# Pandas

Pandas is a powerful library for data manipulation and analysis in Python. It is widely used in a range of fields, including data science, finance, and statistics.

## 001. DataFrame Importing / Exporting

## 001.000 Assets

Some assets to avoid too much typing

| Name        | Age|
|-------------|----|
| Mbappé      | 23 |
| De Bruyne   | 31 |
| Lewandowski | 33 |
| Benzema     | 34 |
| Messi       | 35 |

In [1]:
import sys
from pathlib import Path

current_dir = Path().resolve()
while current_dir != current_dir.parent and current_dir.name != "katas":
    current_dir = current_dir.parent
if current_dir != current_dir.parent:
    sys.path.append(current_dir.as_posix())

In [2]:
import pandas as pd
import numpy as np
from lib.utils import fresh_df
from IPython.core.interactiveshell import InteractiveShell

pd.set_option('display.max_rows', None)
InteractiveShell.ast_node_interactivity = "all"
names_as_list = ["Mbappé", "De Bruyne", "Lewandowski", "Benzema", "Messi"]
ages_as_list = [ 23,       31,          33,             34,        35]


### 001.001 Dictionary of arrays

1. Replicate this data as a dataframe with a dictionary of arrays, using a constructor, and print it
1. Do the same, but using from_dict
1. Extract the dict out of the df again with to_dict


In [3]:
# solution


### 001.002 List of dictionaries

1. Create a list where every entry is a dict with keys "Name" and "Age", and print
1. Create a df from it
1. Do the same, but using from_records
1. Extract the list out of the df again with to_dict (not to_records).
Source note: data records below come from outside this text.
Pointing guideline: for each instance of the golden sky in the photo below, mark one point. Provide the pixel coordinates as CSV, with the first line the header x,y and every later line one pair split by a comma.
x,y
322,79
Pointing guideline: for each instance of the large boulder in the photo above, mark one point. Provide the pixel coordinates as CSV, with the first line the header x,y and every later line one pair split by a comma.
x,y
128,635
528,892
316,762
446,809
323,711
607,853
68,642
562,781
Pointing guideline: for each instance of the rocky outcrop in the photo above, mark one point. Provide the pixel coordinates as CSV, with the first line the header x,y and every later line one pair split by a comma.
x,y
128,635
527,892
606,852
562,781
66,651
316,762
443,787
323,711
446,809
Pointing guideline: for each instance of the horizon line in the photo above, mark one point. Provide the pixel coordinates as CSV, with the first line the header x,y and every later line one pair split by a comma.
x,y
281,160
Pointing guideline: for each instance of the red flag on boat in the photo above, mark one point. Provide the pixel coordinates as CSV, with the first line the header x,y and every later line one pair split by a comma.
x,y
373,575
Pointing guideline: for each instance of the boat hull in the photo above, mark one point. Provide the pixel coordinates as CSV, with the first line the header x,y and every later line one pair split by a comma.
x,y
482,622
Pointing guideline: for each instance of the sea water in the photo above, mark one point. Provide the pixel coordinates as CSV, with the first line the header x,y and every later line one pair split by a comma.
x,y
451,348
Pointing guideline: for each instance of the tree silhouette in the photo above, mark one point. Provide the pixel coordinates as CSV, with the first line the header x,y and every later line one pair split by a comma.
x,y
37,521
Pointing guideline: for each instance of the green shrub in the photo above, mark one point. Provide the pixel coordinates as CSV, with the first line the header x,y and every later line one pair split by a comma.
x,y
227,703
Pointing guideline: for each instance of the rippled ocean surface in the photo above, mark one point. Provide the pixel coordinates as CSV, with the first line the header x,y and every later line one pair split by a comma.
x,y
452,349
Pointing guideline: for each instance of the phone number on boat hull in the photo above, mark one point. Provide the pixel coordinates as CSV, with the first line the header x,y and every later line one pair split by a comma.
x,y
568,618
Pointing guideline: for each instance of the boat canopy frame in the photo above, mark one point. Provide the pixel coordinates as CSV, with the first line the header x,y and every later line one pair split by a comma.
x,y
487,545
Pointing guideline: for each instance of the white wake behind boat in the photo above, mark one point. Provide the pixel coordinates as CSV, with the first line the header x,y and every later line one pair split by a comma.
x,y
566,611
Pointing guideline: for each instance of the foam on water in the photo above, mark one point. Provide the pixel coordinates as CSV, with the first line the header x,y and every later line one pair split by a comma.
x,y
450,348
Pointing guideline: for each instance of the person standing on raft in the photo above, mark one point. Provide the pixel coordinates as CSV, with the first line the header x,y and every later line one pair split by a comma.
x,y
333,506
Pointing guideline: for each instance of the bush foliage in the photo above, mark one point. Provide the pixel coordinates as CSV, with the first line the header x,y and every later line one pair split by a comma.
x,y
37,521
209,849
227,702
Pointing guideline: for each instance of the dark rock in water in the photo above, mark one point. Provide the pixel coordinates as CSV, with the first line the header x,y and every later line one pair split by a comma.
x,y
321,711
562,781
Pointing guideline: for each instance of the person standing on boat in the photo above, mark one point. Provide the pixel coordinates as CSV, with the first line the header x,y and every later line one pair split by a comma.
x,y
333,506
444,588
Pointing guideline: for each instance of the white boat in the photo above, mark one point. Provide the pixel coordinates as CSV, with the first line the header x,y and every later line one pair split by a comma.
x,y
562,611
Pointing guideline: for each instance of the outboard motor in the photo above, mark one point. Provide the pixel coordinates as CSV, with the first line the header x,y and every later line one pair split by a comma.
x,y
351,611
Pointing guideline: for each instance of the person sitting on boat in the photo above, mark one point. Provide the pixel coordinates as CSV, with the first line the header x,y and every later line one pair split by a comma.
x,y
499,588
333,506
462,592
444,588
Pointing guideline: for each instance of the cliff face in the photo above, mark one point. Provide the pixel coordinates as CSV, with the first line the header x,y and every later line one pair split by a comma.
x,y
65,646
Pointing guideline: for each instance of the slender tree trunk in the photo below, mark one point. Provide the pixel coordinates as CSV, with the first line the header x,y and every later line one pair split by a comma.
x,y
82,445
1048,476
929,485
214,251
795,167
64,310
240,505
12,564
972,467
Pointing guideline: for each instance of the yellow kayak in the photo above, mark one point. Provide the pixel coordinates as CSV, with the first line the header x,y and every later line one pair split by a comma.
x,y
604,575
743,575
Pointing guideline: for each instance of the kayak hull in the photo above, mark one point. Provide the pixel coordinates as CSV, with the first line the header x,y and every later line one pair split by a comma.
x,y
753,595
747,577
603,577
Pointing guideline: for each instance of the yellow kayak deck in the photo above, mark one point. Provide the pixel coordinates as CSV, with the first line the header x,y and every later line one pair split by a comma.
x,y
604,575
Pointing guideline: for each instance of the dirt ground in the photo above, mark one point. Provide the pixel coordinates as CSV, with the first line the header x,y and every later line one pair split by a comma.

Note that you can actually get a list and not a dict, with the right parameters...


In [4]:
# solution


### 001.003 2D NumPy array

1. Print a NumPy 2D array with the same data as before, but with an extra column for "Last Updated" with a pd.Timestamp, and create a df with it. Make sure the column names are still "Name", "Age", "Last Updated"
1. Update the "Last Updated" column with the current timestamp
1. Convert to a NumPy and print it, proving the timestamp is different


In [5]:
# solution


### 001.004 Pandas Series

1. Create two pandas series from the two lists, and then concatenate them into a df. Make sure the column names are still "Name" and "Age"
1. Do the same thing, but differently - this time mae sure the names are already in the Series

In [6]:
# solution


### 001.005 SQL (sqlite)

1. Create a DataFrame by reading from table 'players' in SQLite DB "001.005.sqlite" with the built-in SQLite module. Note that the index column is called 'id'
1. Change the Last Updated column to the current timestamp in the DataFrame. Write the updated DataFrame data to the database. HINT: Make sure you tell the function to use the 'id' column for indices
1. Load the data again in a new DataFrame, and confirm it's same as for step (1) except for the timestamp



In [7]:
# solution


### 001.006 SQL (sqlalchemy)

1. Replicate 001.005 but use sqlalchemy to connect to the DB

(Note: you will probably get warnings, but you can ignore them)

In [8]:
# solution


### 001.007 TSV file

1. Create a DataFrame by reading from TSV file in `data_file`. Note that the index column is called 'id'
1. Change the Last Updated column to the current timestamp in the DataFrame. Write the updated DataFrame data to the same file. HINT: Make sure you tell the function to use the 'id' column for indices
1. Load the data again in a new DataFrame, and confirm it's same as for step (1) except for the timestamp

In [9]:
data_file = "001.007.tsv"
# solution


### 001.008 JSON file

1. Create a DataFrame by reading from JSON file in `data_file`
1. Change the Last Updated column to the current timestamp in the DataFrame. Write the updated DataFrame data to the same file. HINT: Make sure you tell the function to use the 'id' column for indices
1. Load the data again in a new DataFrame, and confirm it's same as for step (1) except for the timestamp. Make sure non ASCII characters are readable

In [10]:
data_file = "001.008.json"
# solution


### 001.009 From a table in an HTML page

1. Create a DataFrame by reading from HTML file in `data_file`. Use beautifulsoup flavor. Note that the column ID is called "ID"
1. Change the Last Updated column to the current timestamp in the DataFrame. Write the updated DataFrame data to the same file. HINT: Make sure you "flatten" the indices, because `to_html` writes two rows for the headers exactly as you see in the output
1. Load the data again in a new DataFrame, and confirm it's same as for step (1) except for the timestamp

In [11]:
data_file = "001.009.html"
# solution


### 001.010 Markdown

(requires the tabulate package)

1. There is no read_markdown method. Use the generic method to load tabular data, making sure that
   1. It is aware of | as delimiter
   1. It handles the index as the 1st (zero-based) column
   1. It treates the 1st and last delimiters as _separators_, meaning it puts an empty column either side. Remove them
   1. It treats the `------` row as a normal data row. Remove it
1. There is a to_markdown, method, but it doesn't write to a file like the similarly named ones. You'll have to do it old-school
   1. Overwrite `Last Updated` with the current timestamp
   1. Write a file using the output of to_markdown, using the 'github' table format
1. Reload the table again and prove it was overwritten correctly



In [12]:
data_file = "001.010.md"
# solution